Hanefi Bostan: 'Eğitimcilerin Sorunlarını Çözmek İçin 13 Mart'ta Ankara'dayız'

Türk Eğitim-Sen İstanbul Bölge Başkanı Yrd. Doç. Dr. M. Hanefi Bostan, toplu sözleşme ve grev hakkının, eğitim ve kamu çalışanlarının uluslararası sözleşmelerden doğan anayasal hakkı olduğunu savunarak, 'Eğitimcilerin Sorunlarını Çözmek İçin 13 Mart'ta Ankara'dayız' dedi.

Hanefi Bostan: 'Eğitimcilerin Sorunlarını Çözmek İçin 13 Mart'ta Ankara'dayız'
Yazılı açıklama yapan Bostan, Türk milli eğitiminin çözüm bekleyen sorunlarla baş başa olduğunu söyledi. Hanefi Bostan, Milli Eğitim Bakanlığı'nı eleştirerek, "Milli Eğitim Bakanı ise eğitimin, eğitim çalışanlarının sorunlarına hakim değildir, eğitimi otomatik pilottan çıkaramamıştır, Usulsüz, torpilli atama furyasını sürdürmektedir. Milli Eğitim Bakanı, verdiği sözleri yerine getirmeyen, güvenilmez bir bakan haline gelmiştir" diye konuştu.

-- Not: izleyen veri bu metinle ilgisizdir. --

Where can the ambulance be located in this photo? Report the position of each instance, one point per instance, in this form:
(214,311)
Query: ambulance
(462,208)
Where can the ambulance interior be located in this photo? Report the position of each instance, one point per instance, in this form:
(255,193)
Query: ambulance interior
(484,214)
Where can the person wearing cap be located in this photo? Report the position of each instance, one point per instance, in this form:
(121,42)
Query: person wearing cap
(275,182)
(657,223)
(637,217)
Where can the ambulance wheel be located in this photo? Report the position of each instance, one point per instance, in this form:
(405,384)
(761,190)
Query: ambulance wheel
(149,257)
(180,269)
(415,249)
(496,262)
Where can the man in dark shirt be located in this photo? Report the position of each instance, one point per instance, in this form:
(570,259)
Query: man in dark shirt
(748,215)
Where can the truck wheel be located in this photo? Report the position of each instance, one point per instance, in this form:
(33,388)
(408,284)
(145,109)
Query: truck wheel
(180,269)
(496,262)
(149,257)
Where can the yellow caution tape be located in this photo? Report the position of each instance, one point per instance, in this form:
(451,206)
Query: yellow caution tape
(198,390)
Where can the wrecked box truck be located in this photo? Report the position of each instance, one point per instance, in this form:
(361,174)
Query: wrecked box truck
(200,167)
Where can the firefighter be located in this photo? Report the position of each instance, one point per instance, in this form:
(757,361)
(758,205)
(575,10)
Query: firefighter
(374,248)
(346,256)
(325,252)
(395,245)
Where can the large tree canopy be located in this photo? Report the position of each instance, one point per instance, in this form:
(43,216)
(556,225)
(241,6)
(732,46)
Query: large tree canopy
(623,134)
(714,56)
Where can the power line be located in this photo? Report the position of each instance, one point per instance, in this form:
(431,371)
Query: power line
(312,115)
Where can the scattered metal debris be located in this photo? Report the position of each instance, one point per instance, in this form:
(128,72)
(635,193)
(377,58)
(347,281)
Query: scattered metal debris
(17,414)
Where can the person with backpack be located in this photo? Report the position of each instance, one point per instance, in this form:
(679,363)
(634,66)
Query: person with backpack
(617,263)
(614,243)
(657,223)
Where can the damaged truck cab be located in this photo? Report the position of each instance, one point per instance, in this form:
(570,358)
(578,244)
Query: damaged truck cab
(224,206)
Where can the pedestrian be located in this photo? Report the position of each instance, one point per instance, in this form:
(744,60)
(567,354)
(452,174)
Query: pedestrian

Sorunun yalnızca ekonomik olmadığını ifade eden Bostan, şunları söyledi:
"Ekonomik krizle ilgili olarak alınan tedbirler, sözde istihdam paketi adı altında küresel sermayeye ve onun işbirlikçilerine ulufe olarak dağıtılırken 54,3 milyar TL'yi bir çırpıda gözden çıkaranlar; başta memurlarımız olmak üzere, işsiz, işçi, esnaf, emekli, dul ve yetimlerin tamamı için 4,3 milyar TL kaynak ayırmayı lütfetmişlerdir. Bütçe, milletin ortak kaynağıdır. 72 milyonun ortak kaynağından; milletin yüzde 99'u için 4,3 milyar TL, yüzde 1'i için 54,3 milyar TL ayrılması hiçbir adalet anlayışıyla bağdaşmamaktadır. Bizim anlayışımızda ahlaki değerler, her şeyden önce gelmektedir. Bize göre bir Başbakan, milletin gözünün içine baka baka bir konuda söz veriyorsa; artık verdiği sözü yerine getirmek o başbakanın boynunun borcu olmuştur. Sayın Başbakan'ın 2004 yılında kamu görevlilerine toplu sözleşme ve grev haklarını içeren sendikalar kanunu sözünün üzerinden 5 yıl geçmiş ama bu yönde hiçbir adım atılmamıştır. Bu durum Başbakanın sorumluluğundadır. Ancak tüm hatırlatmalarımıza rağmen, Başbakan'ın konuyu sahiplenmeyişi, kabul edilemez bir tutumdur."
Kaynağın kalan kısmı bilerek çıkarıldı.